No human-readable waveform display needs more than 512 data
points, 1024 to ensure overkill. At 200 KSPS, like an older
conventional sampler, that's 200 waveforms a second, more than
anybody can use. 512 points, 32x averaging still gives 12
waveforms per second. The reason sampling scopes don't sample
faster is certainly not because they can't be made to do it, but
rather because nobody cares.
The required number of data points depends on what you need to
measure. The 200KSPS is a real problem when you have to use
averaging. Heterodyne sampling can be 1,000 times faster, so you get
higher precision and faster throughput.
The heterodyne timebase *must* sample the entire period of the
waveform, even if just one region is of interest, which is the
common case. Zooming a region becomes a huge PITA. And 'sample' is
a misnomer, since each 'point' must be, effectively, sampled
thousands of times by the nature of the 1-bit information stream.

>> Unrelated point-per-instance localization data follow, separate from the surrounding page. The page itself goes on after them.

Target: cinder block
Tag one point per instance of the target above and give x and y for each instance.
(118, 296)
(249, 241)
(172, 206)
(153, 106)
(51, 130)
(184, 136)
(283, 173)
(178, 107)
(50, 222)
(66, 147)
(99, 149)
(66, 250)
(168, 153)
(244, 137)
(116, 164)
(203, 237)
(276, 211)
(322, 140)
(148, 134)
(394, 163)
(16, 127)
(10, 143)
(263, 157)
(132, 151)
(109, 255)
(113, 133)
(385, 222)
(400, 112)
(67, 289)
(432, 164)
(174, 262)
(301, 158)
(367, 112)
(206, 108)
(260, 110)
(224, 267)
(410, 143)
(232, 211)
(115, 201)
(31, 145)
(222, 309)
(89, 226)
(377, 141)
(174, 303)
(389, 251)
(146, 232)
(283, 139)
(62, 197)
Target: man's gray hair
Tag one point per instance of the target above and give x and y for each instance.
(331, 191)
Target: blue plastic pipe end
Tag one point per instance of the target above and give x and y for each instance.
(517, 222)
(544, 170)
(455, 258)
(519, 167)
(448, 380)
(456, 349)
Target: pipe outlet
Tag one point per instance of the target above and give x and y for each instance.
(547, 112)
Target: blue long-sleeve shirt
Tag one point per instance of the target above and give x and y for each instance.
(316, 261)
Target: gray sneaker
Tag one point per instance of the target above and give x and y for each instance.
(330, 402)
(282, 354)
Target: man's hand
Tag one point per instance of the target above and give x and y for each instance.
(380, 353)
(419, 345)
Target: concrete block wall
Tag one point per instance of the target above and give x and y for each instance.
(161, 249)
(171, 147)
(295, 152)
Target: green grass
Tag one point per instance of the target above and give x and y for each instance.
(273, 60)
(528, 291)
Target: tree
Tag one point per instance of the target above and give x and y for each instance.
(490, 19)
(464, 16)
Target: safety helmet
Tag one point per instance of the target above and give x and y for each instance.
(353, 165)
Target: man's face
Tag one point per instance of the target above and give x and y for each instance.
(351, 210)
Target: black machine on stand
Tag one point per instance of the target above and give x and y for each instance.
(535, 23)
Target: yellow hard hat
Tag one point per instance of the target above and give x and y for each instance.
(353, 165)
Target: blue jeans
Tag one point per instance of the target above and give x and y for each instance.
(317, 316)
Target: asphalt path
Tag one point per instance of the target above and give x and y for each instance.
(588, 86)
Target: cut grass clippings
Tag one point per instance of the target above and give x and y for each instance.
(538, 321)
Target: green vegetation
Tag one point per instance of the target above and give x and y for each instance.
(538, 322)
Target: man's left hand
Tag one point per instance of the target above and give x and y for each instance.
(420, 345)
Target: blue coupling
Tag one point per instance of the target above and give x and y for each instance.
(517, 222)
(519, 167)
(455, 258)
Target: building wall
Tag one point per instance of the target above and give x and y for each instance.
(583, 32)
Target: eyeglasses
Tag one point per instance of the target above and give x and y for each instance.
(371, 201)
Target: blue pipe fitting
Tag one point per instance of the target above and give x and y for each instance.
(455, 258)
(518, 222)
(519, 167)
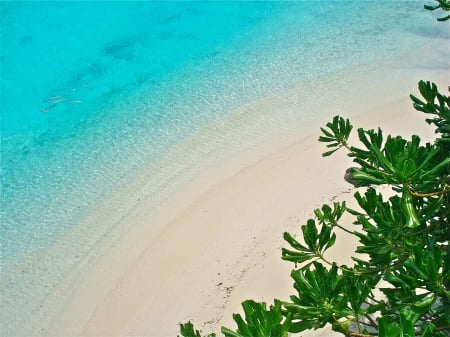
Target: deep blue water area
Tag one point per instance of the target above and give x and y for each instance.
(92, 93)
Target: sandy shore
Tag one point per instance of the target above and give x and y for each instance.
(214, 238)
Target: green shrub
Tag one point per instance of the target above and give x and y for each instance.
(399, 283)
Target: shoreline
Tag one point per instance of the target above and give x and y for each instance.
(221, 229)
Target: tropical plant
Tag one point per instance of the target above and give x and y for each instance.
(399, 281)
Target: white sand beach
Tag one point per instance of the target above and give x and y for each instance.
(213, 237)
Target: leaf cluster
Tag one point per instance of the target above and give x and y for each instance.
(440, 4)
(399, 282)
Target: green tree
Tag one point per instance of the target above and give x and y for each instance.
(399, 282)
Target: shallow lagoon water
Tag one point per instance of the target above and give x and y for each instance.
(94, 92)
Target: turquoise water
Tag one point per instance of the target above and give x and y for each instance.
(94, 92)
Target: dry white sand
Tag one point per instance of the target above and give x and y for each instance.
(214, 239)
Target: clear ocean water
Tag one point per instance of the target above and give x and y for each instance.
(93, 92)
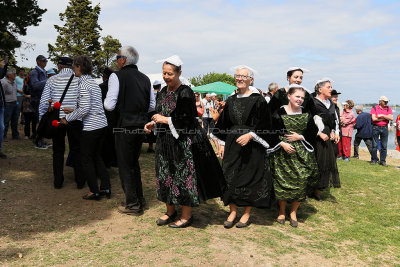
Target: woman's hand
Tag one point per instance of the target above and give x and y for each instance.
(323, 136)
(67, 110)
(337, 138)
(332, 136)
(63, 121)
(157, 118)
(288, 148)
(221, 151)
(149, 126)
(244, 139)
(293, 137)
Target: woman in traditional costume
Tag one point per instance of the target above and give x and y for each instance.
(325, 108)
(242, 130)
(292, 159)
(294, 75)
(187, 169)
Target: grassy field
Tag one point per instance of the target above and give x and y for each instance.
(356, 225)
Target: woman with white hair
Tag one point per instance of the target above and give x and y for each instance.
(242, 133)
(187, 169)
(325, 108)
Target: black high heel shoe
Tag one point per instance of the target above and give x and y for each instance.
(183, 225)
(171, 218)
(93, 196)
(105, 193)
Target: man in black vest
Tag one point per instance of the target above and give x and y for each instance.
(131, 94)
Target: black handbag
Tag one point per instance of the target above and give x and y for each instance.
(45, 128)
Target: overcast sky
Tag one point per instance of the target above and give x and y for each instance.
(356, 43)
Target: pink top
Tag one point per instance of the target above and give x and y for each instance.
(378, 110)
(349, 119)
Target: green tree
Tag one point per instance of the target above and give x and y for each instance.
(212, 77)
(16, 16)
(80, 34)
(109, 49)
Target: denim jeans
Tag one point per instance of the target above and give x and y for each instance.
(382, 133)
(1, 126)
(11, 116)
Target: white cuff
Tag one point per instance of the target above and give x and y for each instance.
(259, 140)
(307, 145)
(275, 148)
(222, 143)
(172, 128)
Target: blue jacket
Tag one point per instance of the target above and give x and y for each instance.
(363, 125)
(37, 81)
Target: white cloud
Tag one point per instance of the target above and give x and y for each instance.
(355, 42)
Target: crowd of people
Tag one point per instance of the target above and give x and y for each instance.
(280, 145)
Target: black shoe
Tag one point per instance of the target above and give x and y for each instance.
(229, 224)
(105, 193)
(89, 196)
(243, 225)
(125, 210)
(183, 225)
(293, 223)
(171, 218)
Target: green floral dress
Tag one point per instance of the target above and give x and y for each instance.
(294, 174)
(176, 178)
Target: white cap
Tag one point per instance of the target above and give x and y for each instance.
(174, 60)
(298, 68)
(238, 67)
(295, 85)
(325, 79)
(384, 98)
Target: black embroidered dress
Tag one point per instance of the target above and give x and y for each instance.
(246, 169)
(187, 170)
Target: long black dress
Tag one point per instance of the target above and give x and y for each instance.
(246, 169)
(280, 99)
(325, 152)
(187, 169)
(294, 174)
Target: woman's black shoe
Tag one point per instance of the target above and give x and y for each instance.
(171, 218)
(243, 225)
(183, 225)
(89, 196)
(105, 193)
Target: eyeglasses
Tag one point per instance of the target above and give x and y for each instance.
(244, 77)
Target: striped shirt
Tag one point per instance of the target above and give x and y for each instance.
(90, 106)
(55, 87)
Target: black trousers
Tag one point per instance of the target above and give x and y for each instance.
(128, 144)
(30, 118)
(73, 131)
(92, 162)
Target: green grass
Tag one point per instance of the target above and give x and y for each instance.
(357, 224)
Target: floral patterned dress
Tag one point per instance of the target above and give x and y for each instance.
(178, 180)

You can use heterodyne sampling or a conventional delayed trigger,
depending on the application. The conventional trigger will probably
have more jitter and poor linearity.
The point is you have a choice with the Binary Sampler. With a
conventional sampler, you have no choice and are stuck with the low
sample rate.
And jitter is a real bear for a heterodyme timebase... your claim
of 10 ps jitter between two plain vanilla crystal oscillators,
over one second, is incredible: 1 ns would be pretty good.
The jitter spec is 25 picoseconds rms, and is pretty typical for
these oscillators at 1MHz. I measured 24.7 ps with the HP5370A. I
think the measurement interval was 10 seconds.
I wrote the manufacturer and asked what the jitter spec was over a 1
second interval. He did not have that information, but another
similar vendor said the 1 second jitter was about 1/2.5 of the spec.
I used a factor of 3.5 in the calculations to be conservative when
comparing the Binary Sampler to the conventional sampler. This gave
the conventional sampler a significant advantage, but the Binary
Sampler still beat it.
'Binary sampling' is a cute trick, is at least 40 years old, and
isn't especially useful. I wish I'd never told you about it.
Sorry John, this is simply not true.
You sent me the GE tunnel diode sampler gif via email after I had
posted the description of the Binary Sampler to the web. You did not
include a description of how the GE circuit worked, and you did not
provide that information until much later.
When you saw the information I had posted to the web, you claimed it
would rail. Clearly, you did not understand it.
Yes, as I show in the references, the basic idea has been around a
long time. But nobody noticed the noise-rejection properties, or
that the pure integrator would oscillate.